Never let it be
said, when people say, SIR THOMAS WAS A POET WHEN HE WILL EDIT,--SO
IS BILL SHAKSPEARE! It beseemeth not that our names do go together
cheek by jowl in this familiar fashion, like an old beagle and a
whelp, in couples, where if the one would, the other would not."
SIR SILAS.
"Sir, while these thoughts are passing in your mind, remember there
is another pair of couples out of which it would be as well to keep
the cur's neck."
SIR THOMAS.
"Young man! dost thou understand Master Silas?"
WILLIAM SHAKSPEARE.
"But too well.

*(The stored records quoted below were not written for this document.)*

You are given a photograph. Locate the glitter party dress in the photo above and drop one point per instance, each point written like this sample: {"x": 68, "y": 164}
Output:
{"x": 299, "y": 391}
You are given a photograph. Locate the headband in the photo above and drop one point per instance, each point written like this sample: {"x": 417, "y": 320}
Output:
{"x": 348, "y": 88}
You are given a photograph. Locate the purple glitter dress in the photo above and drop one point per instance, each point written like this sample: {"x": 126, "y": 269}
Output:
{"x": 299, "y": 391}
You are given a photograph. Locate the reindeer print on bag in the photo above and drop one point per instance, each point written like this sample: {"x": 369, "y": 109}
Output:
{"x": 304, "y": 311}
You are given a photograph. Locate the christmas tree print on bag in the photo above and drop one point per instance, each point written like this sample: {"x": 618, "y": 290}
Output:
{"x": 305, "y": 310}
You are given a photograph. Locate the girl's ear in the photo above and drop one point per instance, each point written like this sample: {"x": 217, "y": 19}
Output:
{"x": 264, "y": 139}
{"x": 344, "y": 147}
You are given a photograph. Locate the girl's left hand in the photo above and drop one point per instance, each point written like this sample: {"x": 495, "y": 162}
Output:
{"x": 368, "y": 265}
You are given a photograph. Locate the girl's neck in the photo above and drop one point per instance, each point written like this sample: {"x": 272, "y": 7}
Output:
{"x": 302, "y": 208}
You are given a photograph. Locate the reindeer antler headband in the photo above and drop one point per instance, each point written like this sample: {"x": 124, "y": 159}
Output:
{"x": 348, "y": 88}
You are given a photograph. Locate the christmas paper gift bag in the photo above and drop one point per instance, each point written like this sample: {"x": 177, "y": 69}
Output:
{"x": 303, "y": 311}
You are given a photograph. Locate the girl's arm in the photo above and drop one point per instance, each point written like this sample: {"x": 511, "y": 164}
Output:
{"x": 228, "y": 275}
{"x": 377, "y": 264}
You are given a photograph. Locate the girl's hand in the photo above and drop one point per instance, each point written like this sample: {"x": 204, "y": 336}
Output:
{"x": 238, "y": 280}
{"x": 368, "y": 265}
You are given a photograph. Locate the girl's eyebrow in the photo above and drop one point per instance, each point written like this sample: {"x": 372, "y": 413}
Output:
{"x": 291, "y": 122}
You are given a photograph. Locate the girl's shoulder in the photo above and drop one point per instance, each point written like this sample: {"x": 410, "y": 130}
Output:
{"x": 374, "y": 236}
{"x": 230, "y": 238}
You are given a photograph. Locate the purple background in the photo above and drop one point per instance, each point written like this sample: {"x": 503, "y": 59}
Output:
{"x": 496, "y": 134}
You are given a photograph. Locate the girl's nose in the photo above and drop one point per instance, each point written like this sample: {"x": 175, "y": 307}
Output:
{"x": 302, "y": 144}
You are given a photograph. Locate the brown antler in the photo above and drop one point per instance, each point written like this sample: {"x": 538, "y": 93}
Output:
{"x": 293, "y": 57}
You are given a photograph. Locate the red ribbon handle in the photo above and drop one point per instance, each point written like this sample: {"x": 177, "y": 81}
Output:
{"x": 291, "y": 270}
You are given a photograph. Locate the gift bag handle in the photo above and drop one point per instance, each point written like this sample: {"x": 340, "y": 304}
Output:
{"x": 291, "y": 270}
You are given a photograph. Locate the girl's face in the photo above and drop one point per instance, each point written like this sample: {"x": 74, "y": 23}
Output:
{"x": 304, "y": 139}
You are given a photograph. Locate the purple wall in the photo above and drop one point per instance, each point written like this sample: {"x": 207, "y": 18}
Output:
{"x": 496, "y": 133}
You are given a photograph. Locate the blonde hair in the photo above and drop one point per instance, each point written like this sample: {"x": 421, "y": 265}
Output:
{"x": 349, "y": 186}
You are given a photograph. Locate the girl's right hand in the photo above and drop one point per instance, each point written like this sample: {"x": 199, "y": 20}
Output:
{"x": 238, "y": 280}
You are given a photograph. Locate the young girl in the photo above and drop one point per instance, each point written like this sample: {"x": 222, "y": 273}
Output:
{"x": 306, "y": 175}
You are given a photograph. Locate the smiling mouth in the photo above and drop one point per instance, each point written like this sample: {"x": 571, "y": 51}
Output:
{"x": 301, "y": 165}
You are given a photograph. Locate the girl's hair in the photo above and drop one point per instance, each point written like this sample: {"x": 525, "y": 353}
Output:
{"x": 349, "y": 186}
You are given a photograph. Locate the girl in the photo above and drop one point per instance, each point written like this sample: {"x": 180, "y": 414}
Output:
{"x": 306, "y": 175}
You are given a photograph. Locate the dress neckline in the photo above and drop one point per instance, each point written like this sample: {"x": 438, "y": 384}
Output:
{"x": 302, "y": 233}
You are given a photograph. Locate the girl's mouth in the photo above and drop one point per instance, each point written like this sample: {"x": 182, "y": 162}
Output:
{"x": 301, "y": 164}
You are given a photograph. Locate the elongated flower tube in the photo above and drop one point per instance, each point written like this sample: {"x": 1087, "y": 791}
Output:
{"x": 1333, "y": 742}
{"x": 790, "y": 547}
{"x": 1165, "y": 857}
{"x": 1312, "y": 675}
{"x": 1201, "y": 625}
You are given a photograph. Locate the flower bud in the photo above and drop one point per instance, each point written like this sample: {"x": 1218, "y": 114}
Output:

Not those couples in which it might be apprehended
that your worship and my unworthiness should appear too close
together; but those sorrowfuller which peradventure might unite
Master Silas and me in our road to Warwick and upwards. But I
resign all right and title unto these as willingly as I did unto the
other, and am as ready to let him go alone."
SIR SILAS.
"If we keep wheeling and wheeling, like a flock of pigeons, and
rising again when we are within a foot of the ground, we shall never
fill the craw."
SIR THOMAS.
"Do thou then question him, Silas."
SIR SILAS.
"I am none of the quorum; the business is none of mine.